Gayly they allowed an obsequious porter—he was obsequious because Tom had tipped him generously in advance and commissioned him to let the young ladies in the compartment lack for no comfort during the journey—to lead them to their particular private little cubbyhole which was to be such a luxury to them on the long trip.

Suitcases disposed of, the girls looked about them with all the pride of possession.

“Oh, isn’t this perfectly scrumptious, Ruthie Fielding?” cried Helen. “I’ll tell you we are traveling de luxe this time.”

Ruth closed the door of the compartment against curious eyes and sank down on one of the cushioned seats which at night could be converted into fairly comfortable beds.

“It’s all perfectly wonderful,” she agreed with Helen. “One usually doesn’t expect much privacy on a train. But, oh, Tom,” with an appealing glance at the latter, “how about something to eat?”

“And that time you hit the nail right on the head, Ruthie,” agreed Tom cheerfully. “I shall order lunch at once, and unless you young ladies object to our society——”

“We should,” murmured Helen.

“We will dine right here in comfort——”

“To say nothing of style!” finished Ruth, with a delighted laugh. “Oh, Tom, please do!”

Tom rang the bell that would summon the porter and struck an attitude.

“Waiter!

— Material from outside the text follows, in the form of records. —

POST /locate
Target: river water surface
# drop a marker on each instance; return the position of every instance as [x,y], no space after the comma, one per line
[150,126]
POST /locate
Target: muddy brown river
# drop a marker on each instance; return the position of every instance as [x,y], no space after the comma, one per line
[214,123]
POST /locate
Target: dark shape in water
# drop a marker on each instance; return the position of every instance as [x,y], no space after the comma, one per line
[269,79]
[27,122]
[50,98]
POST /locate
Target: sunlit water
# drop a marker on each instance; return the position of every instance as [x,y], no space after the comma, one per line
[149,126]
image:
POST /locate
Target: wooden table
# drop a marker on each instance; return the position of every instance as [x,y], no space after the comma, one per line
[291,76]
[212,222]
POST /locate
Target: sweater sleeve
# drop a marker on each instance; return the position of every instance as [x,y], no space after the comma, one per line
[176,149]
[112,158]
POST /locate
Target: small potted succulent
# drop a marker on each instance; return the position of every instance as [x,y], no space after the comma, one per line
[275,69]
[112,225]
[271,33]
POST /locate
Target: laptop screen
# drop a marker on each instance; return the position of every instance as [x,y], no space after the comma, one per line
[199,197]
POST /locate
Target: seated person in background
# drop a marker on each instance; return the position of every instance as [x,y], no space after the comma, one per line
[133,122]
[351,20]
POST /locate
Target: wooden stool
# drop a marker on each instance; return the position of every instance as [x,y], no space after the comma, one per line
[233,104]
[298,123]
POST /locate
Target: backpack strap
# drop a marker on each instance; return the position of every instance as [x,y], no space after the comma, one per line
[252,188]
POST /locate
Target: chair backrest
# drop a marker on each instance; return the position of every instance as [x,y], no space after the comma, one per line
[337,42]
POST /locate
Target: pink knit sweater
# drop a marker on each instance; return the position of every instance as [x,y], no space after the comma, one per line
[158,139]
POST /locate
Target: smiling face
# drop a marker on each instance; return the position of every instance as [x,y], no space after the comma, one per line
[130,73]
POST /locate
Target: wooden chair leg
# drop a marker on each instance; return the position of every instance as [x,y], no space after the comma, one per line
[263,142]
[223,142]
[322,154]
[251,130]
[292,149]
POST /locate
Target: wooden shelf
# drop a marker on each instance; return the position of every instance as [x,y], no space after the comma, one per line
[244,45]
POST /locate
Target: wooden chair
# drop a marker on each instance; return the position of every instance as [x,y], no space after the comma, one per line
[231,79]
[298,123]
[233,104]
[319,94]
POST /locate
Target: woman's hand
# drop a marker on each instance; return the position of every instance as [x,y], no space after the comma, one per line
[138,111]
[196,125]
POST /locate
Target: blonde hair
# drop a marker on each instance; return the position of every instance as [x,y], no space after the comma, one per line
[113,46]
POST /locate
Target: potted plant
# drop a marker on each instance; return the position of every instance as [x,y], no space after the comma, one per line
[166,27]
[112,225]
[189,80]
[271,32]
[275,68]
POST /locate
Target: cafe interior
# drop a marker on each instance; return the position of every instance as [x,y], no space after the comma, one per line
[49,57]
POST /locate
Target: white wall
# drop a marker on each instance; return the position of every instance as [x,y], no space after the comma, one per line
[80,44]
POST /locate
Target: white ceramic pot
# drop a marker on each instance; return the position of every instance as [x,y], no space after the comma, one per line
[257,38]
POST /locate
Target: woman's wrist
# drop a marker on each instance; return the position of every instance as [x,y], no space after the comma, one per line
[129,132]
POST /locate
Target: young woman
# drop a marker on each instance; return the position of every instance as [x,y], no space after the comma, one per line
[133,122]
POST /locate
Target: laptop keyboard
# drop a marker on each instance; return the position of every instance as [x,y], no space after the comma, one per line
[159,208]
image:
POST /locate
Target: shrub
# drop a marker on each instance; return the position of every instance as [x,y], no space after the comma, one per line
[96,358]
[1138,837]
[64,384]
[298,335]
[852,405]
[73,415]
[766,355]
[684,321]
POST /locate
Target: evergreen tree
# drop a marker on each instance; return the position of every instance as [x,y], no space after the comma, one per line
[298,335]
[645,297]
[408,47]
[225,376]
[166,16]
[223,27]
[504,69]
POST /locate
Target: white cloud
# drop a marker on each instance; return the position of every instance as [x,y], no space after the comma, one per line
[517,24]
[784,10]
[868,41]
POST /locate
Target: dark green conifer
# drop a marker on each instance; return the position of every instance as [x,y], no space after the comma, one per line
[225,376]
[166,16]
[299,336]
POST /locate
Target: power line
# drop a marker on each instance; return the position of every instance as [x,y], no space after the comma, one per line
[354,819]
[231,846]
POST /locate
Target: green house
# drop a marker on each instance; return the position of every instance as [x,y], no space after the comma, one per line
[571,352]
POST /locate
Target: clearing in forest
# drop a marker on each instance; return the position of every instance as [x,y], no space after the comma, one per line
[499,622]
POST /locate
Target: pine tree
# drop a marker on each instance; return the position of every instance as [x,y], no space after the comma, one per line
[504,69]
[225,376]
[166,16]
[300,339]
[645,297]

The tray!” he declared, and a second later as though the words and not the bell had summoned the black genii of the train, there came a knock upon the door.

Tom sent for a menu card and when it came ordered what sounded to them all like a sumptuous feast.

“The boy is good,” said Chess, when the party was once more alone. “He ordered enough for another half dozen of us.”

“And I thought this was to be lunch!” sighed Helen.

However, when the order arrived there proved to be no more of it than the ravenous young people could take care of. It was the merriest meal they had ever had, and that was saying a good deal, since they had partaken of many merry meals together.

There was something that appealed to their imagination in the privacy of the compartment, in the fact that, aboard that crowded train, they four could be as much alone as though they were in the dining-room of the house at the Red Mill.

Even the train itself seemed enveloped in the same glamorous mist—a sort of dream train, speeding them on toward romance and adventure.

The illusion continued during all of that long journey across the continent. Never once did their spirits flag or that utter boredom that is so often the accompaniment of a long trip descend upon them.

Chess and Tom declared that they were perfectly comfortable in the Pullman coach, and as for the girls, they slept as soundly as though they were back in their own familiar beds at home.

The delight of dining alone in a stateroom never palled, and they whiled away the long daylight hours of the journey reading or chatting or discussing with Ruth the filming of Mr. Hammond’s picture, “The Girl of Gold.” Ruth herself spent many hours in studying both the novel and the scenario.

As the scenery became more rugged and beautiful they spent more and more time on the observation platform, sometimes only leaving it when hunger drove them inside to appease their appetite.

Occasionally the train stopped long enough at way stations to permit of their stretching cramped legs and lazy muscles in a short walk. They never failed to take advantage of these occasional breaks and always came back to the train with an increased eagerness to be on their way.

It was only at Chicago that an incident occurred that sufficed to shatter Ruth’s enjoyment of the trip for a time.

In the city of the lakes it was necessary for them to change trains for points still farther West. Tom had secured a compartment for the girls on the second train, as well, so that the change was actually only a matter of shifting their baggage and themselves from one train to another.

But when they were on the platform and just about to board the Seattle train, Helen suddenly hissed a sentence in Ruth’s ears that made the latter stand still as though she had been shot.

“That’s our old friend Charlie Reid, Ruthie! Look quickly! Directly back of you!”